Friday, September 18, 2015

Defense POW/MIA Accounting Agency Searches for the Missing



By Air Force Staff Sgt. Brian Kimball DoD News Features, Defense Media Activity

SEMBACH, Germany, September 18, 2015 — September 1 marked the 76th anniversary of the German invasion of Poland, which led Britain and France to declare war against Germany, setting off World War II.

During the period from 1939 to 1945, approximately 400,000 U.S. service members lost their lives. Many of those troops were brought home to be buried in the United States, but more than 73,000 Americans missing from the war still remain unaccounted for and are considered missing in action.

Streamlining Recovery Efforts

After the war ended in 1945, the U.S. government began an effort to recover those MIA’s and developed an initiative known as, “The Return of World War II Dead Program,” which focused its efforts on finding the locations of aircraft crash sites, disinterment of temporary military gravesites and researching records on former battlefields in order to locate those left behind.

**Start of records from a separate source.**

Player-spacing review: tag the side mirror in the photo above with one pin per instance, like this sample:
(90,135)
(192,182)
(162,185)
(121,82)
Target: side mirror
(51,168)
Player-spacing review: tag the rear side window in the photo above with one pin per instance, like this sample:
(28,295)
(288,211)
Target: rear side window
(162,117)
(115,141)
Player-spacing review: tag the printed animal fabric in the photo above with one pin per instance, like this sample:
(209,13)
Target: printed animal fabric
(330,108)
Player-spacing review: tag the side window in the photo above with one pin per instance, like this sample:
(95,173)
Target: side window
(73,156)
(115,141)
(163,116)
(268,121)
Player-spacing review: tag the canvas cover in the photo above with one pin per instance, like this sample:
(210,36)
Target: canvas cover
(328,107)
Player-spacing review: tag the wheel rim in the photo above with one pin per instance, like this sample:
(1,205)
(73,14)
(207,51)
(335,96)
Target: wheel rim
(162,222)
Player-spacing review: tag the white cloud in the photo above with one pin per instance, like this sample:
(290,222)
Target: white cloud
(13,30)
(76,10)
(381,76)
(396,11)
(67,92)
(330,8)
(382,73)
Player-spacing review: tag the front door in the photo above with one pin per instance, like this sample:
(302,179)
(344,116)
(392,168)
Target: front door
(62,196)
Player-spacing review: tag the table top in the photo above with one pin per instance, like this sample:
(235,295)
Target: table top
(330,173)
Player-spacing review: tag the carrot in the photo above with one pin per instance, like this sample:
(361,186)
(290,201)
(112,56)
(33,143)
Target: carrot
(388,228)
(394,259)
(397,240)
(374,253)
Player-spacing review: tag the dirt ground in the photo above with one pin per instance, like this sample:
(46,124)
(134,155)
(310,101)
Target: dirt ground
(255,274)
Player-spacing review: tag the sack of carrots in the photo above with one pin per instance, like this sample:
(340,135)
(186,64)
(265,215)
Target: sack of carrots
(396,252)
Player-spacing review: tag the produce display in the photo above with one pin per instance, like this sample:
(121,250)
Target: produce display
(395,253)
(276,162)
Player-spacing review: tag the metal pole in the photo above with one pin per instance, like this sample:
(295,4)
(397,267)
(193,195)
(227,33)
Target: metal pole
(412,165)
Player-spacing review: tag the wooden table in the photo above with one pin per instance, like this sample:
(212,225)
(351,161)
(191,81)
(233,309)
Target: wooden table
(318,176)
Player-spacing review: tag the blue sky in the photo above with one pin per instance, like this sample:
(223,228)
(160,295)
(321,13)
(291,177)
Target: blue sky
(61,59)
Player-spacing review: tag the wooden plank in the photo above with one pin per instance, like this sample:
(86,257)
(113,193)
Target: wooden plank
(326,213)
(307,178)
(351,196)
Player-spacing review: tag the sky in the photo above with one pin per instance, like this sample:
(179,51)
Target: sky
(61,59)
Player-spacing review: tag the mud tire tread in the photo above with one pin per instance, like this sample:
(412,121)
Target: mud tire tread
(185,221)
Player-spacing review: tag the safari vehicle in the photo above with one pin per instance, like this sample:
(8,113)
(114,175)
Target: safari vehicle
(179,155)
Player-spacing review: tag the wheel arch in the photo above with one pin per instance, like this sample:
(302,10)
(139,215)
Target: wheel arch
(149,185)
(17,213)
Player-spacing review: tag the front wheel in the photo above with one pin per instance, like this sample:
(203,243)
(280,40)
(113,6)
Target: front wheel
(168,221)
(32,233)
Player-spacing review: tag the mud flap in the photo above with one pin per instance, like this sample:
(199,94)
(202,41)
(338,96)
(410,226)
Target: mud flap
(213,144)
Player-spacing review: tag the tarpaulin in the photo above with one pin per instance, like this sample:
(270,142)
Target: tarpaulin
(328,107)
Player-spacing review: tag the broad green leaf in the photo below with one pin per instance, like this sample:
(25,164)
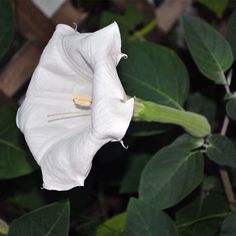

Over the years, the recovery efforts continued under a variety of defense agencies, most recently the Defense POW/MIA Accounting Agency. The agency was established in January to strengthen and consolidate DoD’s global investigation and recovery efforts for American service members while increasing their overall capabilities as an organization. The agency consolidated three organizations: the Defense Prisoner of War Missing Personnel Office, the Joint Prisoner of War/Missing in Action Accounting Command and the Life Sciences Equipment Laboratory.

“[Our] priority, as we work through our reorganization, is to maintain the mission and our ongoing operations," said DPAA Director Michael Linnington, a retired U.S. Army three-star general. "It’s a difficult task, but it is one that we are proud to be a part of, and we are going to continue as we move forward.”

And that is exactly what is currently taking place. The day that marked the beginning of Britain’s and France’s involvement in World War II 76 years ago is the same day this year that three DPAA teams performed recovery missions in Europe to help find Americans missing in action from World War II.

5 Missing Airmen

One team near the area of Richelsdorf, Germany, is searching for five missing airmen who went down with their B-24 Liberator in September 1944. The team has successfully recovered bone matter along with personal effects and life support equipment from the wreckage, but much more work is still to be done. The recovered items must be analyzed, cataloged and correctly identified with 100 percent accuracy. Much of that work will be completed at the DPAA Forensic Identification Lab located at Joint-Base Pearl Harbor-Hickam in Hawaii.

Robert Ingraham, a forensic archeologist and recovery leader with DPAA, led the recovery team in Germany.

“Our specialist will look at all lines of evidence to [determine] a legally sound identification for the individuals we are recovering,” he said.

In the future, the organization is making it a priority to increase and streamline communication efforts with the family members of those who still have missing loved ones abroad, as well as increase public-private partnerships that enhance global recovery efforts.
While some families of the missing have not yet received the closure that they so long hoped for, the people of DPAA have made a commitment to continue the search, keeping with their motto, “Until they are home.”